GenAI also enables business model innovation: firms can now simulate future demand, generate synthetic personas for market testing, and craft hyper-personalised services, contributing directly to strategic agility and long-term resilience. Maturing organisations treat quality training data as essential, ranking it ahead of quality controls and algorithms, and the highest-maturity companies indicate the strongest need to increase training data budgets over the next five years. Companies actively reshaping workflows with AI save significantly more employee time, sharpen decision-making, and shift work toward more strategic tasks (LXT / Gartner; World Economic Forum, 2025), (Soni et al., 2020), (Moro-Visconti, 2026).
The organisations that capture sustained AI value treat it as an operational and cultural transformation, not a technology project (Zouaghi & Wamba, 2026).
Five priorities stand out for leaders:
Invest in training: Regular AI usage is sharply higher for employees who receive at least five hours of training with access to in-person coaching. Only one-third of employees say they have been properly trained (LXT / Gartner; World Economic Forum, 2025), (O’Brien & Downie, n.d.), (Boyd, 2025).
Secure visible leadership support: The share of employees who feel positive about generative AI rises from 15% to 55% with strong leadership support – yet only about one-quarter of frontline employees currently receive it (Boyd, 2025), (Boston Consulting Group, 2025).

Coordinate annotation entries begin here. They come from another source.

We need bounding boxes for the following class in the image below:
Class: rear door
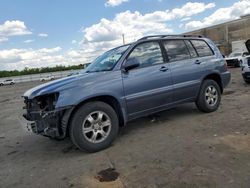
[163,39,203,102]
[123,41,172,118]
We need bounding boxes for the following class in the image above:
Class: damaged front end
[23,93,72,139]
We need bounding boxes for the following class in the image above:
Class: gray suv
[23,35,231,152]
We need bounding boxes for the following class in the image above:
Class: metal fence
[0,70,81,83]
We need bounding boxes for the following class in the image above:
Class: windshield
[228,52,241,57]
[86,45,129,73]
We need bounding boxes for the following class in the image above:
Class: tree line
[0,64,87,78]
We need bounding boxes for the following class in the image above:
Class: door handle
[194,60,201,65]
[160,66,168,72]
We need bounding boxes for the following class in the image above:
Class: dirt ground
[0,69,250,188]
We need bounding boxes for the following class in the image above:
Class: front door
[123,42,172,118]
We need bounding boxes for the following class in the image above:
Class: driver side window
[129,42,163,68]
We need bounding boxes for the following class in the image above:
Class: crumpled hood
[225,56,240,60]
[23,73,91,99]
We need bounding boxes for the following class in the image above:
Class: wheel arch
[202,73,223,93]
[67,95,126,135]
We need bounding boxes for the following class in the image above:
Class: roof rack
[138,35,203,41]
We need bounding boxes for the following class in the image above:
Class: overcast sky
[0,0,250,70]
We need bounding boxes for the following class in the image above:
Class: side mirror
[124,57,140,71]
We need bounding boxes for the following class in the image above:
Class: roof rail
[138,35,203,41]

Embed workforce planning into AI strategy: Scenario planning over a five-year horizon should become standard practice. Without aligning skill forecasts and AI adoption plans, companies risk stalled transformations (Zouaghi & Wamba, 2026), (Boyd, 2025).
Track value relentlessly: Track improvements in productivity, quality, and employee satisfaction. Invest in people to reshape workflows and build upskilling and reskilling capabilities (LXT / Gartner; World Economic Forum, 2025), (Boston Consulting Group, 2025).
Build governance frameworks early: Robust governance should include continuous red-teaming of GenAI applications, privacy-preserving machine learning techniques, and real-time anomaly detection (Boston Consulting Group, 2025), (TechClass, 2025).
Conclusion
In 2026, the question is no longer whether AI delivers business value – the evidence confirms that it can and does. The question is whether organisations are structured, led, and culturally prepared to capture that value sustainably. By focusing on people, educating them, empowering them, and easing their path through change, business leaders can unlock the true power of these technologies. The organisations that will lead in the decade ahead are those that move now from pilots to production, from experimentation to integration, and from isolated AI initiatives to enterprise-wide value creation.